I didn’t believe it. But the smoke did put me in mind of the confusion surrounding “the corona,” and not because the U-T reported that someone shouted “How long are you going to keep blowing smoke up our asses?” at a city adviser for COVID-19 response and recovery. Instead, I thought of “Smoking and the risk of COVID-19 in a large observational population study,” published by medRxiv, “the preprint server for health services.” Its conclusion: “The risk of infection by COVID-19 appears to be reduced by half among current smokers.” And yet the WHO statement on Tobacco Use and COVID-19 reads, “A review of studies by public health experts convened by WHO on 29 April 2020 found that smokers are more likely to develop severe disease with COVID-19, compared to non-smokers.” Contradictory? Not quite: the WHO is noting that smokers who do get the disease are more likely to get severe cases, not that smokers are more likely to get it at all. Bit confusing? You bet.

Dancer Anna had come dressed for the occasion in a gold bikini and a long dark skirt that showed her strong legs as she stomped and slithered around the circle. She’s lived here since November, and comes every week because “it’s a beautiful community act of art and love and dance.” What about corona? “I’m not worried about corona because I’m young and healthy. I heard this place was taped up, which is hilarious, because it’s a peaceful gathering. But it’s not lucrative; it’s not making the city money. I think the virus is real and it’s happening, but I wouldn’t be surprised if the news was inflating the numbers. The hospitals get more money the more corona cases they have, so it makes sense that they would report more. I’m not a huge conspiracy theorist, though. I think it can take you down a really dark path.”

Anna says she leaves happier than when she arrived, every time.

Drummer Brian isn’t a huge conspiracy theorist, either, but he doesn’t “pay any attention to what the media says about” coronavirus. That’s why he wasn’t given pause by Campbell’s warning before racing down here from Yorba Linda after work, just as he does every Wednesday — he hadn’t heard it. “I pay attention to the statistics. The CDC is decent, and the California state site has to deliver the stats, just like the federal .gov site. But you have to investigate the demographics yourself.
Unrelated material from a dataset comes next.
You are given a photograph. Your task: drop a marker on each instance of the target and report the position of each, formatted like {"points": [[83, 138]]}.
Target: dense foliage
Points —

No one under the age of 24 has died from it yet, so why are our schools closed? A very small minority is actually threatened — 76 percent of those who have died are 65 or older! Why not tell everybody exactly what’s going on? Obviously, there’s an agenda, using security as a means to control. It’s partisan politics; I’ve seen both parties do similar shit my whole life.”

As for the circle, “I’ve been seeing the same people every week for the past three months. Nobody’s getting sick. By now, there would have been a trace — ‘People from that one place are getting it!’ Nothing. They haven’t even surveyed this area. They’re just getting off on fear: ‘Oh, they’re together!’ I come here because this is a grand space for my spirit, my me-ness, to expand through the music. It’s communication where we go up into enthusiasm. People instinctively want to be here and enjoy each other’s company. It’s very tribal, very human, and very cool. If this ain’t the best therapy, I don’t know what is.”

At the edge of the crowd, three police officers gathered around a swimmer with a bleeding leg. Other officers took a report from an upset woman. At 10 pm, they broke up the circle.